Validated on 26 Jan 2026 • Last edited on 23 Feb 2026

Support articles are solution-focused, answer real questions users ask, and follow a specific structure. They help diagnose and resolve issues with clear, actionable guidance.

Avoid promotional language, speculation, unverified fixes, or assumptions of success.

Do not include marketing language, speculation, unverified fixes, or assumptions of success.

Support articles often address:

  • Product errors or regressions
  • Configuration issues
  • Domain, DNS, networking, or authentication problems
  • Platform behaviors that require clarification
  • Common pitfalls
  • Account-related issues

Writing Style and Tone

Lead with the resolution, diagnosis, or key information, and use clear, direct language. Be concise. Assume the reader is blocked and needs answers quickly.

Use plain language. Introduce technical terms only when necessary and explain them briefly.

Maintain a calm, neutral, and respectful tone.
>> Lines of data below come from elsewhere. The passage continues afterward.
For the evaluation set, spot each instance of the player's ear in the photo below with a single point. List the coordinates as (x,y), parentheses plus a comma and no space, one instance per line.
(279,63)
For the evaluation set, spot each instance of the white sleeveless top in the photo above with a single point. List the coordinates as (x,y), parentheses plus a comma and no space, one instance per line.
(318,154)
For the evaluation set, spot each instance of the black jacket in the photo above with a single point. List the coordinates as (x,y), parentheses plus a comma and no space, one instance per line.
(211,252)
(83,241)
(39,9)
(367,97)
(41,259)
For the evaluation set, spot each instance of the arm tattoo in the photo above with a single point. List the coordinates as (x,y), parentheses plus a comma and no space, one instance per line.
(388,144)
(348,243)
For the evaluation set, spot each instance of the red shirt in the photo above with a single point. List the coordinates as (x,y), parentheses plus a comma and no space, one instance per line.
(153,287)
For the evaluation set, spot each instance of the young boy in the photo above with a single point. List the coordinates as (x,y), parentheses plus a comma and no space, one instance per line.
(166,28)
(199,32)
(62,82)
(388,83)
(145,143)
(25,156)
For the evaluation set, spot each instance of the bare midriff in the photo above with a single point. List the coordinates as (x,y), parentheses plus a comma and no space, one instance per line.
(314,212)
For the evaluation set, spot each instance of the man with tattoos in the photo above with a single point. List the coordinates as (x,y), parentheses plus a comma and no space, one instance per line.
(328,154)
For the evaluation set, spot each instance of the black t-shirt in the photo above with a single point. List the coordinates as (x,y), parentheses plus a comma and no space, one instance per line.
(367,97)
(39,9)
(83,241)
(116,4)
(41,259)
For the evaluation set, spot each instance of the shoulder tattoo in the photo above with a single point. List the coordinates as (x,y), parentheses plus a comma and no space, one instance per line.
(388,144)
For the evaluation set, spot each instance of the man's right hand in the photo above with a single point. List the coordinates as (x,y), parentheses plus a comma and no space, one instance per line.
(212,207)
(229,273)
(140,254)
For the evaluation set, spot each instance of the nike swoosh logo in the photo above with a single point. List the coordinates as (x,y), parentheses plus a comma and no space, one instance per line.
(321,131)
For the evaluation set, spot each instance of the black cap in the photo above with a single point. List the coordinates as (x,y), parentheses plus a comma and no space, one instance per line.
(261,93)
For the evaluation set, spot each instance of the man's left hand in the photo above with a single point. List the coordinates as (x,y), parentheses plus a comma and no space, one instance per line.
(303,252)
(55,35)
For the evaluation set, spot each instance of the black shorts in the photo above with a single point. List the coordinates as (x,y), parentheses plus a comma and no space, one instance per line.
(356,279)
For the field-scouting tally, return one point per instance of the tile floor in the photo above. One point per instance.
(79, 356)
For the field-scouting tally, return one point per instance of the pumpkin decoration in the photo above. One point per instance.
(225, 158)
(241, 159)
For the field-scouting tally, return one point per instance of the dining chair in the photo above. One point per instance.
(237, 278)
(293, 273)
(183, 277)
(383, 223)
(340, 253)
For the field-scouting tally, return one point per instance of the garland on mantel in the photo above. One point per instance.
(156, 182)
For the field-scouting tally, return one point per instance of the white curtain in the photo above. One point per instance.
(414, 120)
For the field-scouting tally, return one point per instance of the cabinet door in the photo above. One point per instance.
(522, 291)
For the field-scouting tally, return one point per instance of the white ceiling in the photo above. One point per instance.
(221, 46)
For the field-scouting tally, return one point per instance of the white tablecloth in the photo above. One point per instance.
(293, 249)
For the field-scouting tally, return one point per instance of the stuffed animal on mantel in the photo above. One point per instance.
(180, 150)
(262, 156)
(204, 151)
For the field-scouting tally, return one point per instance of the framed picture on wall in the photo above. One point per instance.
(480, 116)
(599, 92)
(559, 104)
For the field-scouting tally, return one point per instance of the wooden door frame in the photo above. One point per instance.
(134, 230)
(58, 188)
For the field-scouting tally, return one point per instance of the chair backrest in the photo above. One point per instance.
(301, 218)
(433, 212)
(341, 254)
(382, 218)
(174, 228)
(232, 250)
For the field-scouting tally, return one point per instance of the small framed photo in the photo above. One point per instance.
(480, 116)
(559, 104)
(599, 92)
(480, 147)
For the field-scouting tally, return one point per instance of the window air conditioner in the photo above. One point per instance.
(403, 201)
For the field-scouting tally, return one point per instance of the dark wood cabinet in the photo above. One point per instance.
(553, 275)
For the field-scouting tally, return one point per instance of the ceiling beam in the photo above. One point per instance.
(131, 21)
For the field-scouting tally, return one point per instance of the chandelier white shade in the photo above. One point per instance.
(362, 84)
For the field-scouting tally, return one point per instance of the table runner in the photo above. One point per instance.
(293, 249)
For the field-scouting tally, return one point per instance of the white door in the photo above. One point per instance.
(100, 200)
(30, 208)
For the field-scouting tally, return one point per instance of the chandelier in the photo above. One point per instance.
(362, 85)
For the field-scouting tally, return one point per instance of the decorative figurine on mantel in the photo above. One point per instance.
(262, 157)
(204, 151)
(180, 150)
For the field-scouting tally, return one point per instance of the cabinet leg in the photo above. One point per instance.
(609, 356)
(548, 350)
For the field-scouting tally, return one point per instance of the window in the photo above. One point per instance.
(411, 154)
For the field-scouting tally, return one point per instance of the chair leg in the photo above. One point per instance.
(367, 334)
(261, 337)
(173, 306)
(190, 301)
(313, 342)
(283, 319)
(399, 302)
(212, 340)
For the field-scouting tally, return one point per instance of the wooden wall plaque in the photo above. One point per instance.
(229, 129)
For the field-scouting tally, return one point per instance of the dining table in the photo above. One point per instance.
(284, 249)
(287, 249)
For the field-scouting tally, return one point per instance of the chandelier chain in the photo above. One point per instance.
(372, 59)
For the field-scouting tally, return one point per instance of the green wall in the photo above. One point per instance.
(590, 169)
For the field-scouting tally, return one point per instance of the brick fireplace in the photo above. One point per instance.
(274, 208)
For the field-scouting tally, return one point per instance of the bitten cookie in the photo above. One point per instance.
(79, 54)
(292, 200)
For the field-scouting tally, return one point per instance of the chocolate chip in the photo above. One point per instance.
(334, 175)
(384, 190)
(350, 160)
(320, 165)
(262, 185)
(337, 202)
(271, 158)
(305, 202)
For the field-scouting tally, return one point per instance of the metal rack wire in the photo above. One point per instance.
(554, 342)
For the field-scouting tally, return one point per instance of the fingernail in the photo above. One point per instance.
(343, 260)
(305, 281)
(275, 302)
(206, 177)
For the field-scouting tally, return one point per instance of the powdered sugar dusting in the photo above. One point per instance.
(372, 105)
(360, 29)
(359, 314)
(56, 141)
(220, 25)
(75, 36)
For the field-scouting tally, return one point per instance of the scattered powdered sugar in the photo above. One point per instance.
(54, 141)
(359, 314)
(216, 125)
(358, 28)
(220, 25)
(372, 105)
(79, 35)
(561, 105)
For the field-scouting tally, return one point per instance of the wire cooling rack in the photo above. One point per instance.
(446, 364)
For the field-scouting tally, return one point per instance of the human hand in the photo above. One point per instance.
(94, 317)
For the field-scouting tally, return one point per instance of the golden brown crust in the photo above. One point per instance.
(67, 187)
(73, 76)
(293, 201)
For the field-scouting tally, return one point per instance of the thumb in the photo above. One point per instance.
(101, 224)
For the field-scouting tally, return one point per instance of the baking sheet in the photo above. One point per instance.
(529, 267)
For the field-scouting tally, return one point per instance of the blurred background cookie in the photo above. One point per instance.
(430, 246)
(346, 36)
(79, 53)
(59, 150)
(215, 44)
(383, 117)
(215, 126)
Describe only verified causes and solutions and avoid implying user error. Avoid language that might frustrate the user, such as just, easy, or simply.

Use of Examples and Commands

Include real command output only when it adds diagnostic value.

Preserve formatting and error messages exactly as users see them. Explain why a step is taken, not only what to run.

Avoid overwhelming users with multiple approaches unless necessary.

Troubleshooting Support Articles

Troubleshooting articles are a specialized type of support article focused on systematic diagnosis and resolution, helping users take corrective action in a controlled way. They must be methodical, present only verified information, and be explicit about uncertainty or limits.

Maintain a calm, neutral tone, and avoid alarmist language or implying user error.

Troubleshooting articles should:

  • Break problems into discrete failure points.
  • Present issues in the order users are most likely to encounter them.
  • Separate errors from solutions.
  • Encourage validation before escalation or redeployment.

Some good examples of troubleshooting support articles that guide readers through diagnosis and next steps are the App Platform troubleshooting article and the CoreDNS troubleshooting article.

Prerequisites or Decision Gates

Help users determine whether troubleshooting is appropriate.

Clearly state when migration, redeployment, or recovery may be safer. Call out required access, permissions, or prerequisites early.

Errors

Group errors by symptom or failure stage.

Show representative error messages exactly as users see them. Explain what the error means in plain terms and list only verified, common causes.

Solutions

Provide step-by-step actions to resolve each issue.

Use precise commands, paths, and configuration examples. Include recovery paths when normal access is unavailable (for example, the Recovery Console).

Escalation and Limits

Clearly state when troubleshooting may not succeed.

Explain risks of continued troubleshooting when applicable, and provide guidance for next steps or support escalation.